The last few weeks/months, I have spent a lot of time thinking about my support system. It is difficult because I truly believe there are people in my system that I do not even know are part of the system. People that I see on the day-to-day who are part of my life but do not realize their place matters as much to me as it does. And then there are the people in life who are obviously part of my support system, people with whom I spend a lot of time. This is mostly family, as family is the place where I find my greatest support. And the person, family or otherwise, who I spend the most time with is definitely my youngest child, Ryder.

Now, Ryder is interesting, to say the least. At the time that this posts, he will have just had his fifth birthday. He has an obsession with video games and all things electronic. He loves McDonald’s. He has a big heart, most of the time. He is also ultra competitive and hates to lose, does not like to feel like he has been made less than anyone else, and is generally quite sensitive. However, he loves life, smiles much, and takes a lot in. He also hates to go to bed or take a nap, but still sleeps pretty well.

And, right now, he is my only human companion most of the time. You see, he stays home with me during the day. I work, he plays and torments our new dog. In general, we have a good relationship and it will be weird when he goes to school all day next year.

Ryder My Helper

Ryder has the distinct fact that his entire life I have been diagnosed as bipolar; or, at least, for the vast majority. There was not.a time that he can remember or that he was really around that I did not have to take meds, that I was not going to counseling, that I was not seeing a psychiatrist. You see, my diagnosis came in August, while his birth was the previous March. So, his life has been with a dad who suffers from mental illness and is in treatment, unlike my other two sons who have had a dad both in and out of recovery.
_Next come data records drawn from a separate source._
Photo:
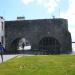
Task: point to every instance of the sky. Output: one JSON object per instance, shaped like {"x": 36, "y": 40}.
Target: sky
{"x": 40, "y": 9}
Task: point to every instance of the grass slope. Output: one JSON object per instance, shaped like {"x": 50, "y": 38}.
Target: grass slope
{"x": 39, "y": 65}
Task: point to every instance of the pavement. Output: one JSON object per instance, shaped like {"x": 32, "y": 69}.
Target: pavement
{"x": 6, "y": 57}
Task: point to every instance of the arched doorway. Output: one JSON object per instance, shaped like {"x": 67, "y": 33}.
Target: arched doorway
{"x": 20, "y": 45}
{"x": 49, "y": 45}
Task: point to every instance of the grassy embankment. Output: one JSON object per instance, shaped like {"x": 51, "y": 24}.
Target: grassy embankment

My wife and I joke that Ryder is my therapy dog, that he fills the basic needs I have that, at times, become very hard to do on my own. For example, Ryder is extremely extroverted. As a 5 year old boy, he does not always act socially acceptable (he barked at a colleague the other day), but he loves everyone and does not understand why all people would not want to only say “hi” to him, but sit down and have a conversation. We seriously go through Target or the grocery store and he says “hi” to everyone, asks people questions, and is generally there to lively up the place.

I am not like this. I can avoid places so that I do not have to talk to people. But, he makes me engage people, even just to explain to them why he would think their green sweater might be hiding the Hulk (something he actually said to a lady). Just by virtue of the fact that I am with him, I must be social because he is so social (the other day we had a conversation with a widower at a local coffee shop and it was quite beautiful).

Ryder also asks me if I am ok quite a bit. If I am in my office working or at the table on my computer, he comes and checks on me. He does not believe that I should be alone (he’s actually playing a game on the Kindle right next to me as I right this and keeps asking me what I am doing). He often snuggles up next to me on the couch when I am simply watching TV or reading a book. He also moves his chair so that it touches mine when we are sitting at the table doing art or eating or whatever we are doing. He just has to be close to me and love on me and it makes me feel incredible, even though it also can be bothersome to me (oh the joys of having bipolar).

Helping Ryder

Earlier this year, we decided to take Ryder out of preschool. He was getting some negative reinforcement at the school that we did not think was positive and he was losing some of the positivity that went with being him. We do not blame the school or the teachers, necessarily, but there was a confluence of factors and we thought it was the best decision.

One of the things that worried us was that he started saying, “Everyone hates me” and “No one loves me” and stuff like that. The school did not say this to him, but he picked these feelings up there. And I really feel a lot of guilt for this because these are feelings that I have and have had in the past. These are the feelings that I struggle with day in and day out. And I do not want him to struggle like I do, I do not want him to feel anything like I feel. There’s nothing, right now, to say that he will, but that’s a dramatic fear that I have.

To help Ryder with these feelings, we have spent a lot of time reinforcing that he is loved by his parents and his brothers and grandparents and cousins. We have also tried to steer him out of some of the places where he gets in trouble and where these feelings can rise up. Mostly, though, we encourage him and hope to be the encouragement and love to him that he is to all of us.

To be honest, being with Ryder day in and day out can be a trial. He’s a 5 year old boy and he has lot of energy and is strong willed and all of that stuff. But he’s also a nurturer and helper and wants to love people and be with people. I learn a lot from him and, with his birthday so close, I thought I’d give a little insight into him. He really is my helper and I have no idea how lost I will be without him next year. I guess the dog and I will figure it out.